Lloyds reported a pre-tax loss of £676m in the second quarter © Luke MacGregor/Bloomberg

Lloyds Banking Group is preparing for a surge in customer defaults, after Britain’s largest retail bank warned that the coronavirus crisis had inflicted more damage on the economy than it had expected.

The bank’s shares tumbled more than 7 per cent on Thursday to their lowest level in eight years after the lender set aside another £2.4bn to cover future bad loans and slumped to a second-quarter loss.

There was a particularly large jump in provisions for soured mortgage loans, which the bank blamed on an “additional reduction in house price forecasts” since its last update to investors in April.
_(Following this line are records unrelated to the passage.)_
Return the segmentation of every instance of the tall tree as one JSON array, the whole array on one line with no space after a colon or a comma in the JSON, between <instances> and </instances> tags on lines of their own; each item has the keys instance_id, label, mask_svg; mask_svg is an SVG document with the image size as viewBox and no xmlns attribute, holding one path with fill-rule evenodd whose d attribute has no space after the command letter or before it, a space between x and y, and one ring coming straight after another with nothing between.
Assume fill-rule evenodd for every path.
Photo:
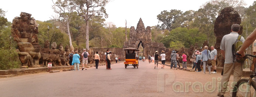
<instances>
[{"instance_id":1,"label":"tall tree","mask_svg":"<svg viewBox=\"0 0 256 97\"><path fill-rule=\"evenodd\" d=\"M104 7L109 2L108 0L69 0L75 5L79 15L83 18L86 25L86 48L89 49L89 21L96 15L104 15L105 18L108 15Z\"/></svg>"},{"instance_id":2,"label":"tall tree","mask_svg":"<svg viewBox=\"0 0 256 97\"><path fill-rule=\"evenodd\" d=\"M67 0L62 1L61 0L57 0L55 3L53 0L52 0L52 1L53 3L53 5L52 6L52 9L55 12L59 15L59 17L53 16L53 19L62 22L67 28L67 32L69 39L69 45L70 47L73 47L71 35L69 31L69 24L72 18L72 15L71 15L73 14L75 7L72 4L70 4L70 2Z\"/></svg>"},{"instance_id":3,"label":"tall tree","mask_svg":"<svg viewBox=\"0 0 256 97\"><path fill-rule=\"evenodd\" d=\"M171 10L170 12L164 10L161 12L160 14L157 15L158 23L161 22L161 25L158 24L157 26L159 28L164 30L167 29L171 30L175 28L173 24L175 23L176 19L182 14L182 11L180 10Z\"/></svg>"}]
</instances>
The bank reported a pre-tax loss of £676m in the second quarter, compared with a pre-tax profit of £1.3bn a year ago.

António Horta-Osório, chief executive, who is stepping down next year after more than a decade in charge, said the pandemic had had a “profound” impact on the global economy, as Lloyds became the latest in a string of banks to report weaker-than-expected results this week.

On Wednesday, Santander fell to a €11.1bn loss in the second quarter and wrote down the value of its UK subsidiary by 85 per cent, while Barclays’ net profits dropped 91 per cent due in part to higher than expected loan-loss provisions.

While UK government support schemes and repayment holidays have so far kept customer default levels relatively low, banks are bracing themselves for a sharp increase later in the year as businesses struggle to adapt and the end of furlough schemes drives up unemployment rates.

Mortgages had largely been excluded from the first wave of coronavirus-induced loan-loss provisions earlier this year, but the announcement from Lloyds echoes a warning from smaller rival Virgin Money, which on Monday pointed to the impact of rising unemployment.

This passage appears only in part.